25 February 2016 - Post by:Sarah Hitchins
The latest figures published by the Financial Conduct Authority (FCA) show a significant increase in the number of Suspicious Transaction Reports (STRs) filed in the UK. In 2015 the FCA received 1,831 STRs – 13% more than it did in 2014.
Coincidentally, the FCA’s publication of its latest STR figures comes the day after a corporate broking and wealth management firm was censured and fined by the FCA for failings relating to its market abuse systems and controls. The failings identified by the FCA specifically highlighted failings in this firm’s procedures for escalating suspicious transactions and filing STRs, as well as its oversight of those procedures. Below we explore some of the practical learning points arising from this case.
What the 13% increase in STRs tells us
Since 2007, the number of STRs submitted have increased year on year, as the graph below demonstrates.
However, since 2011 there has been a significant uptick in the number of STRs filed. Why? Well there are several possible reasons, but on the run up to 2012 the FSA (as it then was) started to flex its enforcement muscles when it came to STRs. For example:
- In September 2009, the FSA fined an investment adviser £20,000 for failing to observe proper standards of market conduct. The basis for this finding was that the individual concerned had failed to identify that a transaction was being conducted on the basis of insider information, despite the presence of ‘clear warning signals’, and failed to escalate this transaction. The result? The individual’s firm failed to report the transaction to the FSA via an STR.
- In October 2011, the FSA took enforcement action against another individual for failing to exercise due skill, care and diligence as he failed to identify and escalate a suspicious transaction within his firm. Again, the end result was that no STR was filed by the firm in question. The individual in this case was fined £60,000.
Following these cases, the FSA wrote to firms in June 2012 about their expectations relating to STRs. In particular, the FSA noted its expectation that firms have in place appropriate systems and controls to prevent market abuse, including controls for generating STRs and maintaining records of suspicious trades investigated but not reported.
It is possible that this action by the FCA heightened awareness about STRs and the risks associated with them, thereby contributing to the sudden increase in STRs filed since 2011. The FCA has also regularly commented on STRs and provided feedback to the industry in terms of the quality of information it receives from STRs (e.g. Market Watch 48 and the FCA’s last Annual Report ). We commented on the practical issues coming out of these more recent publications in a blog post last summer.
A recent enforcement example
Earlier this week, the FCA publicly censured and fined a firm for failings relating to its market abuse systems and controls. The firm was also handed a restriction, banning its Corporate Broking Division from taking on any new clients for 72 days.

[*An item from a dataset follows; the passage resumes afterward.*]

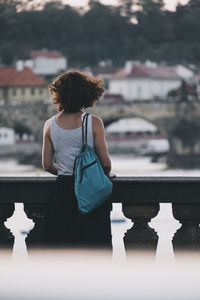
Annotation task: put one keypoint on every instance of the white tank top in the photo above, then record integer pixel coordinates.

The key practical takeaways for firms from this case are as follows:
- Escalation: The firm in this case was criticised for expecting employees to make judgements as to whether a transaction was ‘sufficiently suspicious’ to warrant escalation to Compliance, as opposed to requiring employees to escalate all suspicious transactions to Compliance. The clear message from the FCA in this case was that firms should encourage their employees to escalate all suspicious transactions to Compliance (or whichever department handles this area) so that a decision can be taken as to whether an STR needs to be filed.
- Procedures: The FCA criticised the ‘insufficiently detailed’ procedures relating to STRs that the firm had in place. In particular, the FCA noted that the procedures did not say how suspicious transactions should be escalated, either to Compliance or to the FCA. Now may be a good time for firms to perform a health-check on their procedures relating to suspicious transactions and STRs to ensure that they are sufficiently detailed.
- Audit trail: The firm in question had not kept a log or audit trail of surveillance alerts and escalations of suspicious transactions. In addition, the firm did not record the rationale for deciding whether or not an STR should be submitted in any given case. Firms should make sure that they maintain a robust audit trail as to how they deal with suspicious transactions, including whether or not they decide to submit an STR.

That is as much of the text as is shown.